Most of the players on my son’s team train with very expensive private trainers. He keeps asking for a trainer too, but it’s hard for us to afford. Not that we can’t, just that it would mean sacrificing other things we value more. We have found training videos online, but it’s not the same and they don’t seem to be helping him improve. Should we sacrifice some other things to get him the training? He has lofty goals of playing in college.
Raising Kids to Compete and Win
Ask yourself, if your child needed a tutor to do well in school, would you get him one?
If you genuinely think your kid has the potential to play college sports, then privates are an investment in him.
So, let’s weigh the pros and cons. Private training is the rage and sometimes it's vital for your child to improve. His peers, that are getting privates now, are the same kids he'll be competing against in high school and for college team spots. Developing your kid’s athletic ability can pay off in a few ways. It may get him into an even more elite college (which is nearly impossible), plus some athletic scholarship money may even be available to him.

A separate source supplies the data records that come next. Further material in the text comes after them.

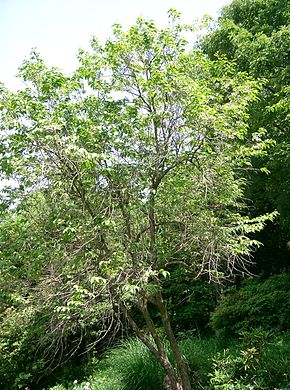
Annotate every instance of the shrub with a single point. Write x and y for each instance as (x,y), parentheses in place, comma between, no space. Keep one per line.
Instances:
(257,304)
(261,362)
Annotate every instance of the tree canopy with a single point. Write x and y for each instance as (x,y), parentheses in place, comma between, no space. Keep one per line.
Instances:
(131,167)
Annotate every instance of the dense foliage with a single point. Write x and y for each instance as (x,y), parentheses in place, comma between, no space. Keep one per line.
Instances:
(147,174)
(256,34)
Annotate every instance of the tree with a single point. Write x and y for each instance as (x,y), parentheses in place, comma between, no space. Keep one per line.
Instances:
(139,156)
(255,34)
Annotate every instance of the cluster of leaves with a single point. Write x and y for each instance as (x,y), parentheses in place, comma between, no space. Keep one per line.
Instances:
(256,304)
(260,362)
(255,34)
(132,167)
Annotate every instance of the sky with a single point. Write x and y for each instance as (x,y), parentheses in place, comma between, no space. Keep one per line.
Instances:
(58,28)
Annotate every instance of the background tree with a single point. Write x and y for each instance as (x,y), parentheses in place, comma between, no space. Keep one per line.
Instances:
(256,35)
(136,166)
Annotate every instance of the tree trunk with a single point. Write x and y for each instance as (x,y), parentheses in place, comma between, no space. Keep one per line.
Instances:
(182,367)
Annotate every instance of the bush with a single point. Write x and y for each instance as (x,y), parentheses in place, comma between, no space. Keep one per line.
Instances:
(257,304)
(261,362)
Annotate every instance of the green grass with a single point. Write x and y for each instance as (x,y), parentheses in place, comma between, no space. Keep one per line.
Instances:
(130,366)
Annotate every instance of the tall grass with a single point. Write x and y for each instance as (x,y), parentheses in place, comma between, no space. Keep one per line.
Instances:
(130,366)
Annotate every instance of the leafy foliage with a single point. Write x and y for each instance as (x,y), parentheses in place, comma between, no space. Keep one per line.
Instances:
(256,304)
(255,34)
(133,165)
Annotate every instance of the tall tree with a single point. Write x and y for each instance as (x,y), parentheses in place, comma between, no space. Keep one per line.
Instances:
(256,34)
(140,155)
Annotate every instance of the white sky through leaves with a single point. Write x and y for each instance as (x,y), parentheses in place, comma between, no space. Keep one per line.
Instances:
(58,28)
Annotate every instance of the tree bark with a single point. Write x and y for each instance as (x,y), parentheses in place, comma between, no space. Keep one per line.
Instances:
(182,367)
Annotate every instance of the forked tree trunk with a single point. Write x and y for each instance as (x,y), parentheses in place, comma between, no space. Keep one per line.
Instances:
(182,367)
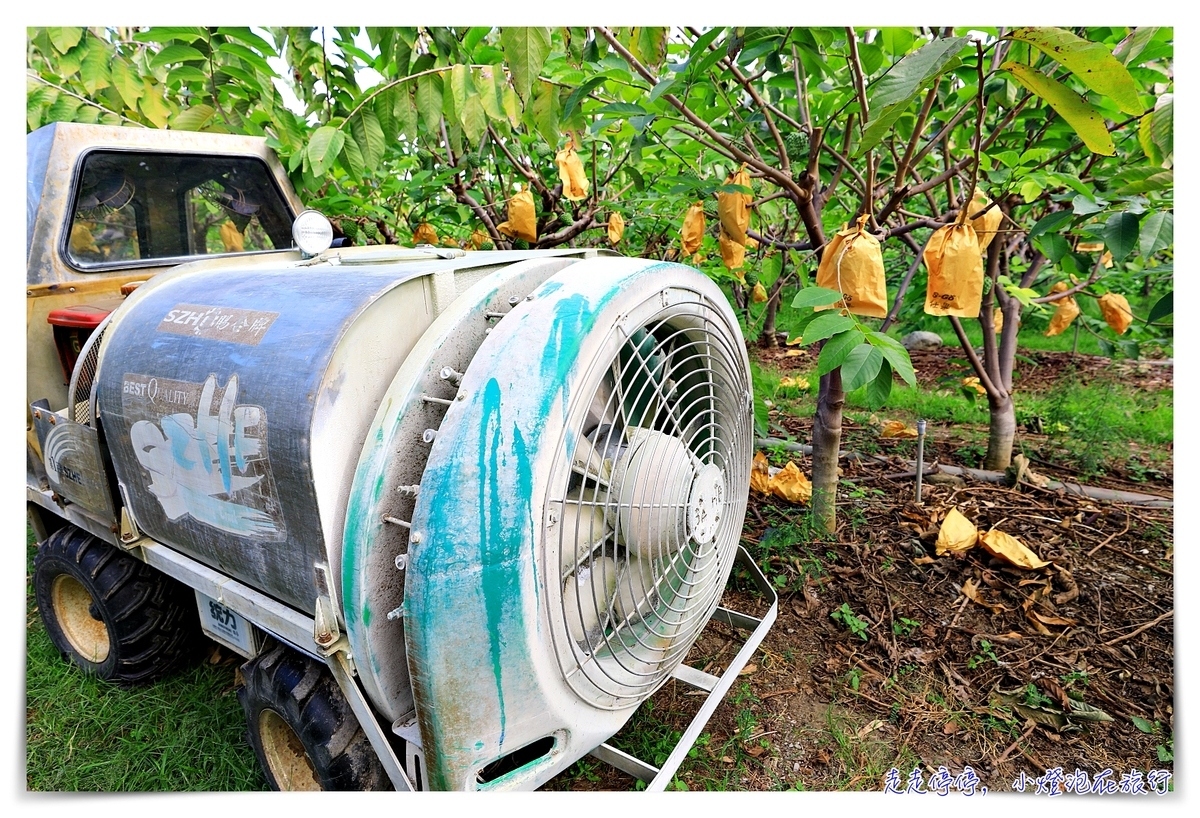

On the downside, paying for privates is expensive and I question how important they are before high school. Before you spend the money, try educating yourself on training and work with your son on your own. Another idea is to get a skilled high school player to train with him. That's a much less expensive way to go and probably just as effective for your son. When your child gets to high school, then you have to bite the bullet and level the field. And by then, you'll know if your son still has the desire and the potential.
Peak Performance Coach
It can feel like you are falling behind others if you aren’t getting the extra sessions; at the same time, if your family doesn’t (or can’t) prioritize spending on these activities, here are a few suggestions which can help you get creative and not have to spend so much.
First of all, he could go to the trainer once with several friends. Trainers will charge less if there is more than one athlete doing the workout, so you can split the cost.
Second, tell your son to pay attention to how the workout is run and after it’s over, write it down either on a piece of paper or into his phone. (It’s like playing the modern-day version of the memory game!) While he won’t want to do the same workout for months, doing it more than once (on his own and/or with a friend) is a great way for him to build discipline, self-reliance and grit and enables the teens to coach and support one another, which is really the best way to learn.
Another alternative, which shouldn’t cost anything extra, is to go to his coach or another coach and ask for a workout directly from them and whether they’d be willing to spend 30 minutes before or after a practice going over it once so that he can do it on his own later. While it is definitely not as appealing to the athlete (i.e., it takes more work, effort and discipline), it is a very good way for him to test his mindset and build his discipline “muscle." If he has a goal to play in college, being a self-starter and being resourceful are going to be essential to be successful at that level.